Navigation & Communication

The F-14’s primary navigation system is a multi-unit Carrier Aircraft Inertial Navigation System (CAINS) designated as AN/ASN-92. An INS system measures and integrates sensed inertia forces (acceleration) and rotational velocities to calculate aircraft position and linear velocity. A good navigation system can precisely guide an aircraft on a route to a mission objective hundreds or thousands of miles long, and then back to the home base, safely and reliably. Such a system is even more important when an aircraft is designed to operate over the ocean, far away from any ground-based TACAN or visual references.

Designing an INS (IMU) is an engineering challenge, which requires consideration of such problems as calibration, alignment, Earth’s rotational motion, inertia forces, thermal stability, analogue-digital converters precision, all different types of corrections which have to be applied to keep the device precise over extended time, and many more. Simulating an INS platform is very similar - it is a complex undertaking.

At Heatblur, we decided to develop an entirely new mathematical model to simulate the AN/ASN-92 for our F-14. We included all the potential sources of errors contributing to the final precision of the device, and recreated the characteristic behavior of a gimballed INS platform.
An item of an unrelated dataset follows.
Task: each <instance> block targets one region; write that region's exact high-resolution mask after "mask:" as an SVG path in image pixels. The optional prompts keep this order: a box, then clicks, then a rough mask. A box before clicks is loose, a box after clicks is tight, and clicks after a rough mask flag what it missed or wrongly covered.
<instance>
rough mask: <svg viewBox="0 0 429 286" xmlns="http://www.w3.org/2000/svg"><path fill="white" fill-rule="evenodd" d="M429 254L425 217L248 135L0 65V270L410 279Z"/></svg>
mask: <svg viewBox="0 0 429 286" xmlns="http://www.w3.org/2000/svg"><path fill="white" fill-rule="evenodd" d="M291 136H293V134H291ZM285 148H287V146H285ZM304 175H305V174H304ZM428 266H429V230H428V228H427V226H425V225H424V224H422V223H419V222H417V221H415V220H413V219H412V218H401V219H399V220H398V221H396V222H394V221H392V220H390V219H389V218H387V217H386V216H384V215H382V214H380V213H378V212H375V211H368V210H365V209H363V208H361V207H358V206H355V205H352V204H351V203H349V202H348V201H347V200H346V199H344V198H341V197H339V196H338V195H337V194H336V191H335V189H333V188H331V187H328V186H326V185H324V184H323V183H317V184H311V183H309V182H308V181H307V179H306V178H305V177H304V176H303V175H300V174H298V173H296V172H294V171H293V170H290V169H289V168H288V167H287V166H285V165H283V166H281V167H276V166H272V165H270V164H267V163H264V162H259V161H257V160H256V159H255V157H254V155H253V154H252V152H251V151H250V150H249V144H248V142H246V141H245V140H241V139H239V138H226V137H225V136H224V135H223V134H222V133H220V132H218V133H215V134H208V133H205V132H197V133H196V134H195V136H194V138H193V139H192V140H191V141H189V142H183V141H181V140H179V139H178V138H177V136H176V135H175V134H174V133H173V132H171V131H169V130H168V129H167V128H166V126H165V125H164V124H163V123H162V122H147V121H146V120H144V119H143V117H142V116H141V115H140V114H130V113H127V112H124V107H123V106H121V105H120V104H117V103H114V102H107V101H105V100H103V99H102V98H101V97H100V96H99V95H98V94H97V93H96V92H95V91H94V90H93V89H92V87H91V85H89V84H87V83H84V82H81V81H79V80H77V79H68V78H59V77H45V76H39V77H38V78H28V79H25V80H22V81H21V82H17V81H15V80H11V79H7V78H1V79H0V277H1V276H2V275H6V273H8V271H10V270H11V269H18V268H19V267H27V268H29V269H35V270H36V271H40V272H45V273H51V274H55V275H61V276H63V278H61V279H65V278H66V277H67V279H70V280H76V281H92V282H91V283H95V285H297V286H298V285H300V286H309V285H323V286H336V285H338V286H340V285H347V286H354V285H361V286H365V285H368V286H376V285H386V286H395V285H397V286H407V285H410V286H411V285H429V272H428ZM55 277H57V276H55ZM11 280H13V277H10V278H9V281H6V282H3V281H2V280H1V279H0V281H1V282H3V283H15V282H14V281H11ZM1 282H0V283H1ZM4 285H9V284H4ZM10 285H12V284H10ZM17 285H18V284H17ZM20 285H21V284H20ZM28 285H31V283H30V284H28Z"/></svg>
The result is a set of algorithms providing an authentic representation of the AN/ASN-92 in DCS, yet optimized to have almost no impact on CPU performance.

The main components of the INS are the inertial measurement unit (IMU), the power supply unit, and pilot and RIO navigation controls and displays.

Although from the crew member’s point of view, the INS is used mostly for navigation, it is also essential for proper operations of other aircraft equipment. For example, the attitude is necessary for the radar. The attitude and the own position are required for some weapon delivery modes, particularly for long shots. Even more distressing to the crew, a complete failure of the INS renders the more advanced modes of weapons such as the AIM-7 and AIM-54 missiles inoperable.

The same information is used for data-link operations - when using erroneous INS data, own tracks and targets received from cooperating aircraft will not match and result in false contacts being displayed on the TID. These are only a few examples, and the INS data is used whenever aircraft position or attitude is required.

Thus, the inertial navigation system (INS) integrates with the AWG-9 computer (WCS computer) and the CSDC, the computer signal data converter. Other related equipment includes the attitude and heading reference system, central air data computer, radar altimeter, instrument landing system, and TACAN.